I've steered clear of credit cards for a long, long time.

They sucked me in early, luring me to their sign up tables at a young and naive 18 or 19, waving t-shirts and water bottles and other trinkets to draw me in.

I signed up for a couple credit cards at a young age.

And it became trouble - the 300 dollar credit limit would get charged up, and then sit unpaid for months, accruing late fees, non payment fees and other charges.

Visa made a fortune off of a kid who signed up without a steady source of income.

I managed to pay off the card and extensive fees (there's something really wrong when you bill a college student $1200 for 300 bucks in charges) and cut those cards up for good years ago.

I've operated on a cash only basis ever since.

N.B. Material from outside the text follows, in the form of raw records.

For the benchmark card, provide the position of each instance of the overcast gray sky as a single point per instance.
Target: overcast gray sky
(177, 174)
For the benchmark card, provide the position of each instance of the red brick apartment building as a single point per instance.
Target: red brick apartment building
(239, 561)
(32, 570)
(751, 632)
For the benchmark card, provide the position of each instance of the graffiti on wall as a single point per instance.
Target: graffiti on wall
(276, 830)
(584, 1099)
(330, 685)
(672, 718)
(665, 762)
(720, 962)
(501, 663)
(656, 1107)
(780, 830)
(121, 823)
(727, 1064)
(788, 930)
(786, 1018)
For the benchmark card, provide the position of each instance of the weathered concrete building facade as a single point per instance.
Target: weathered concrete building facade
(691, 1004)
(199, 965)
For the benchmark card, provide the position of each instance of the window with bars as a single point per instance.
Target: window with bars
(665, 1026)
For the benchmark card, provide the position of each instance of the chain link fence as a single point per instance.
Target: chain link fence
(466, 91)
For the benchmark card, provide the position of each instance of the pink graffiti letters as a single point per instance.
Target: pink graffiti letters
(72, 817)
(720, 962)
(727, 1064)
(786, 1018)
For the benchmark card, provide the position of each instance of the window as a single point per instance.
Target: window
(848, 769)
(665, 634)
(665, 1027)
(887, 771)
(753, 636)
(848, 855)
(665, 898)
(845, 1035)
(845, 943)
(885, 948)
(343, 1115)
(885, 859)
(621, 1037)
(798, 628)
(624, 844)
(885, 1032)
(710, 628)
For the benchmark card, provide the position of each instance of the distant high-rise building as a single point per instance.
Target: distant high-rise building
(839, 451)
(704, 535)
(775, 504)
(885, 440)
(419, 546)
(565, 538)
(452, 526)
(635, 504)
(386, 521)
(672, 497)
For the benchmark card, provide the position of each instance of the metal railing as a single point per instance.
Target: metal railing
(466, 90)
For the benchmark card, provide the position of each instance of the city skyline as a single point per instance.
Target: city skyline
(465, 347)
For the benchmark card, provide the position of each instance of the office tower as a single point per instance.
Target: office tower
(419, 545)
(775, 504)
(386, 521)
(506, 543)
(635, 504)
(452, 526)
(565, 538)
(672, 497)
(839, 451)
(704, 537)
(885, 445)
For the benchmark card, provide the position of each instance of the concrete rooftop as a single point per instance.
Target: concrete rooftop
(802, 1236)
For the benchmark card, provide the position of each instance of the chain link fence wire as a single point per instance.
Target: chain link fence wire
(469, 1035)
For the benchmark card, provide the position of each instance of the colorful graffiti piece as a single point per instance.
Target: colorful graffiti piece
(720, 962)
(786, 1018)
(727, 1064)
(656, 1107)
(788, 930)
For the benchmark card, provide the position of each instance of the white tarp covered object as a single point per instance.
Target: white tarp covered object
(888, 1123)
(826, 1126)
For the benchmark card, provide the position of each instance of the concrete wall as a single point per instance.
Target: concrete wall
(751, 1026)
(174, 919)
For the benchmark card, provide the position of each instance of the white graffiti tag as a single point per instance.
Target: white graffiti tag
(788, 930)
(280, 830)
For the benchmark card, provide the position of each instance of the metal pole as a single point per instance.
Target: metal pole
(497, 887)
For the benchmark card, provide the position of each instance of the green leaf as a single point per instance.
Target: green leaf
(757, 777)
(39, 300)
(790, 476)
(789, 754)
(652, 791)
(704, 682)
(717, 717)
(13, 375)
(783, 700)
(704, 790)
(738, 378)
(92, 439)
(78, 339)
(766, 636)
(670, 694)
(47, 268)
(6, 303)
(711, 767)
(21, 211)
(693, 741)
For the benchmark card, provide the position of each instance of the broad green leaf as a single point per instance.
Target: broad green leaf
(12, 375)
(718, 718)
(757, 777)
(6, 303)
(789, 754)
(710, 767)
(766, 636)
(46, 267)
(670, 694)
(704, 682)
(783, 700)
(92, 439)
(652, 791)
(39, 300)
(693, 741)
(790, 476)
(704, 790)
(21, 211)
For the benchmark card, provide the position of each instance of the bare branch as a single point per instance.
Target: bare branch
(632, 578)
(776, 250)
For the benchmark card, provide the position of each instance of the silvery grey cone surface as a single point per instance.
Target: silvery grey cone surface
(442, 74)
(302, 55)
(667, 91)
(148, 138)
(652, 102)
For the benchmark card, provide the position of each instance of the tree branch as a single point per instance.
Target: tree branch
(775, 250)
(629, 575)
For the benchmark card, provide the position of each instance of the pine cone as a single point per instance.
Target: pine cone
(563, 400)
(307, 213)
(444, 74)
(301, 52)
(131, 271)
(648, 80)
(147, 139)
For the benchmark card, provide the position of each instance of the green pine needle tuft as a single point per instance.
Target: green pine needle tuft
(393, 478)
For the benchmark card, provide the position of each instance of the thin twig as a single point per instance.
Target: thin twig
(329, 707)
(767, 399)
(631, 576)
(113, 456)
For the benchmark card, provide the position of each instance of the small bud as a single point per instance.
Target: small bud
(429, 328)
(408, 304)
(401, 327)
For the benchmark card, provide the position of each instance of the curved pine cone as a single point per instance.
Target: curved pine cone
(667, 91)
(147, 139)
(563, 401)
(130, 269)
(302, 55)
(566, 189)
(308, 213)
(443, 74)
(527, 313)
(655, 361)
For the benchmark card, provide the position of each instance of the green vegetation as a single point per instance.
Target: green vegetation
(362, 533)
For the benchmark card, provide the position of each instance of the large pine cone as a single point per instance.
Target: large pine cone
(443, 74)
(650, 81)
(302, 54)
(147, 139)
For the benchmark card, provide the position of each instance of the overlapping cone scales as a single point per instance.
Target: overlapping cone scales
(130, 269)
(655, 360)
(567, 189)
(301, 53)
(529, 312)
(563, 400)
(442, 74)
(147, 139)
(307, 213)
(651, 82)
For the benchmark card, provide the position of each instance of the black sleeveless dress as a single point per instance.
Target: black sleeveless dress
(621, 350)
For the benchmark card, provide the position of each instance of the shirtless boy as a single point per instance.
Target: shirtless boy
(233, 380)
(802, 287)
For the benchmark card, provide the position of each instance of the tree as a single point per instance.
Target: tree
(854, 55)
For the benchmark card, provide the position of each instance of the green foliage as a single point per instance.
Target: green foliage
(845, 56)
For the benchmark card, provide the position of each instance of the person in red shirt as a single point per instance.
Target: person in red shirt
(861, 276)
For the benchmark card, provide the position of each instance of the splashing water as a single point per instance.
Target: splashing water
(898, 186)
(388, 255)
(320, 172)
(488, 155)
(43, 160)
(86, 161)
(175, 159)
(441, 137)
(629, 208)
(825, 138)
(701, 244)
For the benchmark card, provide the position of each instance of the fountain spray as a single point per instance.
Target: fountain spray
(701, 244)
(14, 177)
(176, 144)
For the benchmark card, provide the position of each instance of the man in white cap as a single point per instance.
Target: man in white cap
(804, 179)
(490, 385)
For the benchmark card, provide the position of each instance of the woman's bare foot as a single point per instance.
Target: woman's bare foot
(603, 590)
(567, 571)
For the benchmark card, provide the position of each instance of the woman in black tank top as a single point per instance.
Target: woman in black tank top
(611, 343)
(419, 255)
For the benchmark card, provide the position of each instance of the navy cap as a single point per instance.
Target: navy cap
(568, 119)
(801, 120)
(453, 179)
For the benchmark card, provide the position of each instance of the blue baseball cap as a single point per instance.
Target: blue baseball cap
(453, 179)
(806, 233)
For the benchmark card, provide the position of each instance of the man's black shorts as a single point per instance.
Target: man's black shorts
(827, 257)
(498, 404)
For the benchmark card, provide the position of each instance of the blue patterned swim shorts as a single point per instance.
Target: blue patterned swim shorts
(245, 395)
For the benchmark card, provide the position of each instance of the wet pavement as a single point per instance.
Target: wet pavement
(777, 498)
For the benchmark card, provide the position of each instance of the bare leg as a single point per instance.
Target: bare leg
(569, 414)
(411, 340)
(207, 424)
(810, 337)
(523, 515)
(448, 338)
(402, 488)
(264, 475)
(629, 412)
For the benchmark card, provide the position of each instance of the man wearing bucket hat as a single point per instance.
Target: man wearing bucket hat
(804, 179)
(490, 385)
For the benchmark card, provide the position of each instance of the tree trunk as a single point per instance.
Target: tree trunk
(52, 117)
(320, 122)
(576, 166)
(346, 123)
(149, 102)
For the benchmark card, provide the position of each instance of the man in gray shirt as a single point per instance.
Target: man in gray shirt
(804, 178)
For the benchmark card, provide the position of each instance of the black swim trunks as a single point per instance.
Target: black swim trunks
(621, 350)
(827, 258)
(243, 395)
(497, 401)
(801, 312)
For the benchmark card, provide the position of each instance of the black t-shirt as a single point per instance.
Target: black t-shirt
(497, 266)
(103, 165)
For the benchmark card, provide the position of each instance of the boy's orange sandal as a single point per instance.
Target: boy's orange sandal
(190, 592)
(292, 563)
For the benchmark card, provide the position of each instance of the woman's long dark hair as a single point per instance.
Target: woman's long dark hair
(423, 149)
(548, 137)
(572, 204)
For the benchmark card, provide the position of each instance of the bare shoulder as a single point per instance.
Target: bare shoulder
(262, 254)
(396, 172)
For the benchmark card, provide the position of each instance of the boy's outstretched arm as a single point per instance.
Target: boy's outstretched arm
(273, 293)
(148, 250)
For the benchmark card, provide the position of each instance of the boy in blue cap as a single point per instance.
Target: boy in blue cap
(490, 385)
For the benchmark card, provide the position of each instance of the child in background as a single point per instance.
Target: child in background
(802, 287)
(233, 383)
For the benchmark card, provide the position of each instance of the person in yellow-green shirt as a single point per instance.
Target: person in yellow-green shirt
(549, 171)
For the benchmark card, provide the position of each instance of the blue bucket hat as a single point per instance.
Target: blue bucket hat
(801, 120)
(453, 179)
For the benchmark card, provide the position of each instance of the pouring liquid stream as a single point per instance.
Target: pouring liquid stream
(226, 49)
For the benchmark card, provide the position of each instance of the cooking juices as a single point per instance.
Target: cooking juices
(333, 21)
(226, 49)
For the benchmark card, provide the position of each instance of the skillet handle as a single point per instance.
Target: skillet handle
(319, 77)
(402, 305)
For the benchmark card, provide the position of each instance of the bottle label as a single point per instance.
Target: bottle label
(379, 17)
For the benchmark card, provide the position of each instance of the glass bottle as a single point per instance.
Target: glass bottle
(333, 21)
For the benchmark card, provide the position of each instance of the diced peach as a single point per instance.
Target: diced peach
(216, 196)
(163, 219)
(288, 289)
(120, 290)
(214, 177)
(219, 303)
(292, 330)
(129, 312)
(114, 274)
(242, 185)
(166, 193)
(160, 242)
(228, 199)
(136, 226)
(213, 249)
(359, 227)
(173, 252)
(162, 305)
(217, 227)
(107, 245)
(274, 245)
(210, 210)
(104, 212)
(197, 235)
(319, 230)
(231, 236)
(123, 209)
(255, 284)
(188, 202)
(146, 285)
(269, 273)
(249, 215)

Trip to Europe - paid in cash. A nice wedding gift - paid in cash. A piece of jewelry to mark a special occasion - paid in cash.

There's some satisfaction in enjoying a trip, a meal or a piece of clothing knowing it's paid for.

The trouble is - I'm not really doing anything to build up my credit. What credit I do have (thanks to those bad credit cards and a few other indiscretions) is not so stellar, but I'm not really doing anything to turn it around.

My car payments are consistent - but that's all I've got going for me.

Until now.

I signed up for a credit card this week. It's a secured card (I had to put 200 bucks towards it to ensure they had some money from me) through the same bank that my auto loan is through.

My plan is to use this card frequently, but in small doses.

$50 bucks a month in charges - $50 bucks a month in payments.

Hopefully my consistent payments will improve my credit score, and thereby improving my credit limit.

So maybe next time I need two grand to fix my car - I'll have another option.


Me! said...

That's exactly how I got into debt originally too. They always go after poor college kids.

What you are doing is what you need to do. Just pay it off each month and you'll be surprised how much your credit scores will improve. Financial counselors will say that the worst thing you can do when you have bad credit is to have an cash only philosophy. Because you're right, you're not building it back up again.

A little over two years ago I had had enough and filed for bankruptcy. It was the most humiliating moment of my life. But look at me today. I've now got my FICO scores in the "Good" category and I'm now sitting in my first home.

You can do it Kate. Just be smart and buckle down. :-)

spydrz said...

Those college credit cards were the t-shirt if you get a card!!

Well, let's just say I know it's like...I haven't had a card in a while, which has made renting cars an interesting proposition while out of town. But they're necessary evils...which is why I now have a corporate card.

Kate The Great said...

Yes, I was a total sucker getting in to credit cards in college.

Interestingly enough, the New York Times had an article this weekend talking about how bad it is to operate on a cash only basis.

Also - there are some blogs out there where people "confess" their awful financial situations (mine isn't that bad - aside from my car I don't really have that much debt).

I guess 30 is a perfect age for financial rebirth...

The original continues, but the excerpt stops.